Boy howdy, do I get some interesting fan mail from you guys! Most common of them all being wedding proposals. Ummm...How do I say this nicely? I'm taken. Notice that I am The Good WIFE. You see, I already have a husband. I call him Rick on this blog. I think I may have mentioned him once or twice. Sorry. But thanks?

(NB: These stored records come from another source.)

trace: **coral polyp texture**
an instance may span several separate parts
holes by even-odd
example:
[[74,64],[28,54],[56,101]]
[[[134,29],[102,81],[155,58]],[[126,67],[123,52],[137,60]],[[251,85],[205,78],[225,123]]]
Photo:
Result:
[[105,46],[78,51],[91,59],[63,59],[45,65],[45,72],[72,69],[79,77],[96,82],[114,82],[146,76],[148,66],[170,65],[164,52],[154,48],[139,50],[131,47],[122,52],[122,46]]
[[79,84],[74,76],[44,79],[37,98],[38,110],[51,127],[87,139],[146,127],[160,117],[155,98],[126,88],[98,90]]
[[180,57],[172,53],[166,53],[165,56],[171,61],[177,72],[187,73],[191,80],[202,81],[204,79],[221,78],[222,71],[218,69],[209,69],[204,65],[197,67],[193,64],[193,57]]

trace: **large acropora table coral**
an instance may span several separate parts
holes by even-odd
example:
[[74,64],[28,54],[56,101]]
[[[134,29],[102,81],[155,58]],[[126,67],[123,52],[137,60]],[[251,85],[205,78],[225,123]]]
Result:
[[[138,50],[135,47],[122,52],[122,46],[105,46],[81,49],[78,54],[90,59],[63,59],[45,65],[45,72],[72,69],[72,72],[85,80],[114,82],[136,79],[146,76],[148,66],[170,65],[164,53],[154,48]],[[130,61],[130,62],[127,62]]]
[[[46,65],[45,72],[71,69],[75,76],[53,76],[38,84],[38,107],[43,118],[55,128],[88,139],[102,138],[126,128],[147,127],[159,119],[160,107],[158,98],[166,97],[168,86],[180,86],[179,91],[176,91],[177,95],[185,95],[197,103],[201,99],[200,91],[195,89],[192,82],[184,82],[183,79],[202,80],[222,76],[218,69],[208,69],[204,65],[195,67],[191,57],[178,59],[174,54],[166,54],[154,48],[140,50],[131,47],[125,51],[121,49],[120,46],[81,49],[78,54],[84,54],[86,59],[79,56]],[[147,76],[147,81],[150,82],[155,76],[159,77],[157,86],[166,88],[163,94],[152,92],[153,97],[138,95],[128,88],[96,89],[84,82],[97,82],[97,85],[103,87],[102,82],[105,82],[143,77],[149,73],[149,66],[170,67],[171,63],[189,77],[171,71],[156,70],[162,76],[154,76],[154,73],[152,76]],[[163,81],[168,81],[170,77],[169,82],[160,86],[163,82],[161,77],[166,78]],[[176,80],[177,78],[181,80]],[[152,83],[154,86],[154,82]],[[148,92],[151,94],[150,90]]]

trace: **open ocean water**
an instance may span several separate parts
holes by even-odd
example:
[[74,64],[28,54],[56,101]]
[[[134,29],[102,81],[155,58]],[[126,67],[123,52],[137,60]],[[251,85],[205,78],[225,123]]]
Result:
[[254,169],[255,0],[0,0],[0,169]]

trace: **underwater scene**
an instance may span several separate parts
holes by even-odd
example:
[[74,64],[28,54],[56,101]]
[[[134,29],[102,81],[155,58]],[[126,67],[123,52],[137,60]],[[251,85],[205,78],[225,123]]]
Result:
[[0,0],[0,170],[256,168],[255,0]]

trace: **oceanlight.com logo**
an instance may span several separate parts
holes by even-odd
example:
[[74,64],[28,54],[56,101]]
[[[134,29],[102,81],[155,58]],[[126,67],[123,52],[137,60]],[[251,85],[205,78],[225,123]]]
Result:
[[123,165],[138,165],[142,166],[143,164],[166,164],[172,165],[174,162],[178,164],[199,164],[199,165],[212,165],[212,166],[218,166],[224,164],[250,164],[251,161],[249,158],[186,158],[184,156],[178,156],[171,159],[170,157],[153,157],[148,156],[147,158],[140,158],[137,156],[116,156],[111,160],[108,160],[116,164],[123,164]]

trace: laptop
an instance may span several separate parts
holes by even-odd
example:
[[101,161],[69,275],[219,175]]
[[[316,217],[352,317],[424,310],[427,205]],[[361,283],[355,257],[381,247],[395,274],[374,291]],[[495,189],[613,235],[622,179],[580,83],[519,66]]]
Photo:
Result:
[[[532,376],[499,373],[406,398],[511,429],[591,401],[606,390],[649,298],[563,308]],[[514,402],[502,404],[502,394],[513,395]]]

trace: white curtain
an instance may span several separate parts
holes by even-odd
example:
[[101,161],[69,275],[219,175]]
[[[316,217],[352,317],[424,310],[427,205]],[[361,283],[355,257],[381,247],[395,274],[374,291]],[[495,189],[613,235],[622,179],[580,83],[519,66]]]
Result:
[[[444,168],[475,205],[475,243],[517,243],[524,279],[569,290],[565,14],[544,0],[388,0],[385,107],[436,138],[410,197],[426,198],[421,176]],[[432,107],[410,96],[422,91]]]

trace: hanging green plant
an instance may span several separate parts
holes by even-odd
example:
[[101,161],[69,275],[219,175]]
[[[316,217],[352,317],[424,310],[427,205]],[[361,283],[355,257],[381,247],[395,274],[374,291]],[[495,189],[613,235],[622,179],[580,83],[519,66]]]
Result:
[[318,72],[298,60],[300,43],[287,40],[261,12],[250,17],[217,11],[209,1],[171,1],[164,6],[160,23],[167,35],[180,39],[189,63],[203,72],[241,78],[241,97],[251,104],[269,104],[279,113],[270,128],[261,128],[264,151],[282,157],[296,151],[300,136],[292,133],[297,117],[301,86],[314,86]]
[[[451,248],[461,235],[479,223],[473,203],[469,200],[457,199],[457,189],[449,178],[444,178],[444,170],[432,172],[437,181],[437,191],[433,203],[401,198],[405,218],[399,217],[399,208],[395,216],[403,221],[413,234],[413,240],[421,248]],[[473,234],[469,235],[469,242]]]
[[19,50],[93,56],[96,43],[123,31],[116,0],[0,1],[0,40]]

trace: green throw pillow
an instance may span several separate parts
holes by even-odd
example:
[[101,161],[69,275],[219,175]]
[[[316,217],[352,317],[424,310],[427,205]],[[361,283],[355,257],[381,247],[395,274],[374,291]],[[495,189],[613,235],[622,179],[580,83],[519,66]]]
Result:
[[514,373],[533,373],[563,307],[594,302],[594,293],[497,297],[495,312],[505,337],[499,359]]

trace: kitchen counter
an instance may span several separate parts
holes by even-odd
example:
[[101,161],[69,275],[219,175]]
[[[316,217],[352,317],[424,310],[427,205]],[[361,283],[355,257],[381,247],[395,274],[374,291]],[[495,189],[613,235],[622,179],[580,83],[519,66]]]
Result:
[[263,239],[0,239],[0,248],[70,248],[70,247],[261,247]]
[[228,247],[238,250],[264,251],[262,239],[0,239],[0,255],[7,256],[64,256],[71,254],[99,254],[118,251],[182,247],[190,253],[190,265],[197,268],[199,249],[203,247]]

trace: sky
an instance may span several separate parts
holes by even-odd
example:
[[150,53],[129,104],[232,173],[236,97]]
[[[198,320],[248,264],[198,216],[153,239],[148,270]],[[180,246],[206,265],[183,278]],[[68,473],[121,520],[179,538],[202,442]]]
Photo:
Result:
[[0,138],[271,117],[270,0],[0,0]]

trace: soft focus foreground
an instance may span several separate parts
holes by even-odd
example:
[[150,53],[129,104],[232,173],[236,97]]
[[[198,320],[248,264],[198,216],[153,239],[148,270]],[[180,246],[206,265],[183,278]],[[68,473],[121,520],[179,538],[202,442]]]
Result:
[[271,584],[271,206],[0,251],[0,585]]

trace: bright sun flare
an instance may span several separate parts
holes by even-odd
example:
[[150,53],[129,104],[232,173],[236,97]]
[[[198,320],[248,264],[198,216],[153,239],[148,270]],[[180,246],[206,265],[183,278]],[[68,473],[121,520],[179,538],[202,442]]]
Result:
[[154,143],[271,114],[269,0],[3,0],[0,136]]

Today I got an email worthy of sharing. Its odd to say the least, as it has to do with a fetish. Not a normal fetish. (Is there such a thing?) Anyway, read on:
May I call you that? Or maybe you would like to email me you real name, so that we may address each other respectfully. Its rude not sharing your name with your fans. I'm a big fan. ;-} You have something I want, and I am willing to pay you for it. I can tell by you body dat you probly eat well, sesibly. That makes for yummy prizes that is what i want from you. I would like to send you a container in a well sealed box for you to deposit sum urine in for me to have. You think its wierd? But its not. Its good for you, and pretty girls make the best. How much do you charge? I will pay most anything for urine of yours. I can almost smell it now. Here is my phone number and adress and you can give me your address to send you the box. ok?
Love you alot!!!! ;-}
That is a real email, I kid you not. By asking how much I charge, he implies I've spoken of selling my urine before. I'm pretty sure I haven't. Melvin, baby, you are creepy. Blech. "No pee for you!" (imagine me saying that like the soup nazi from Seinfeld. funny, right?lol)
So, be forewarned, if you send creepy email, you may just get publicly embarrased. Or excited, depending on your fetish, I suppose. Just don't do it! Oh, and Melvin? Yeah, I won't be sharing my real name either. Sorry about that, bud. But if anyone is in the market for selling their pee, I know just the guy to call!